The Security Protocol Research Group at Oxford University Computing Laboratory uses the process algebra CSP for the specification, analysis and verification of security protocols.

Our approach is based around the CSP model checker FDR. A small system running the protocol is modelled as a CSP process; the most general intruder who can interact with the protocol is also modelled as a CSP process. FDR is then used to test whether the resulting system satisfies various properties such as "ensures secrecy" or "achieves authentication". If it does not, FDR returns a trace of the system that causes the desired property to fail: this trace corresponds to an attack upon the protocol.

This approach has been applied to several protocols, and has produced a number of attacks.

In order to aid this analysis, we have developed a program Casper that generates the CSP description of the system from a more abstract specification.

It is often not clear precisely what an security protocol is intended to do; in particular, different researchers seem to mean different things by the word authentication. we have identified several different forms of authentication, and formalized them using CSP.

One weakness with the CSP/FDR approach is that it can only be applied to finite (typically small) instances of the protocol. This means that if no attack is found, there may still be an attack upon a larger instance. We are currently investigating under what circumstances it is enough to analyze only small instances: more precisely, we have discovered sufficient conditions under which if there is no attack on a particular small system, then there is no attack upon any larger system.

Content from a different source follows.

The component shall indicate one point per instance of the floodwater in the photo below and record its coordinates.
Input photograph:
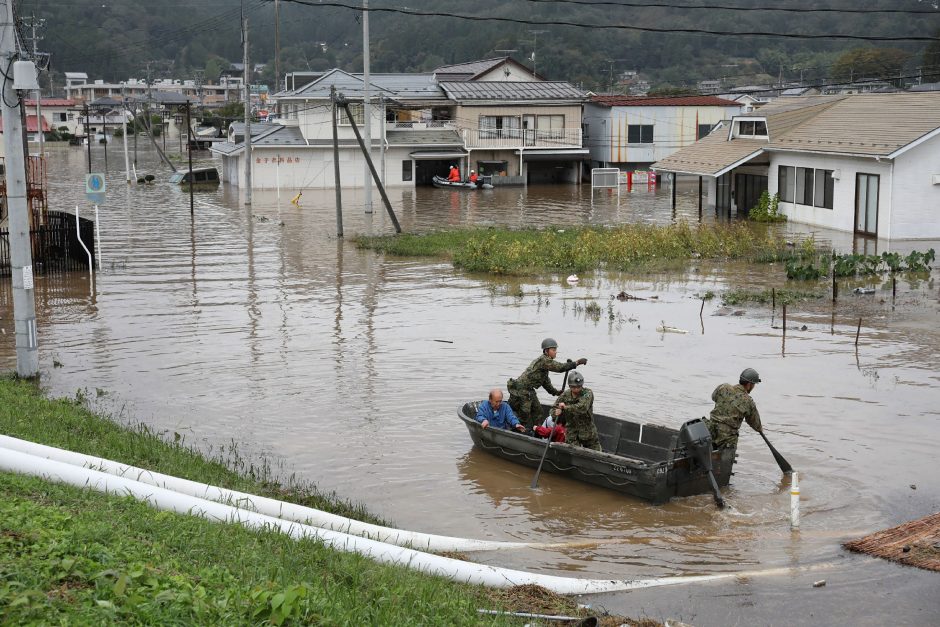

Many commercial protocols are rather large and complicated. This makes their direct analysis using CSP and FDR infeasible, because of the resulting explosion in the state space and message space sizes; it also makes any other form of analysis more difficult, because of the mass of details. We are therefore investigating safe simplifying transformations for protocols, that is transformations on protocols such that if there is an attack on the original protocol, then there is also an attack on the transformed protocol. The idea is, starting from a large, complicated protocol, to apply as many such transformations as possible, without introducing new attacks; if the resulting protocol is secure, then so is the original.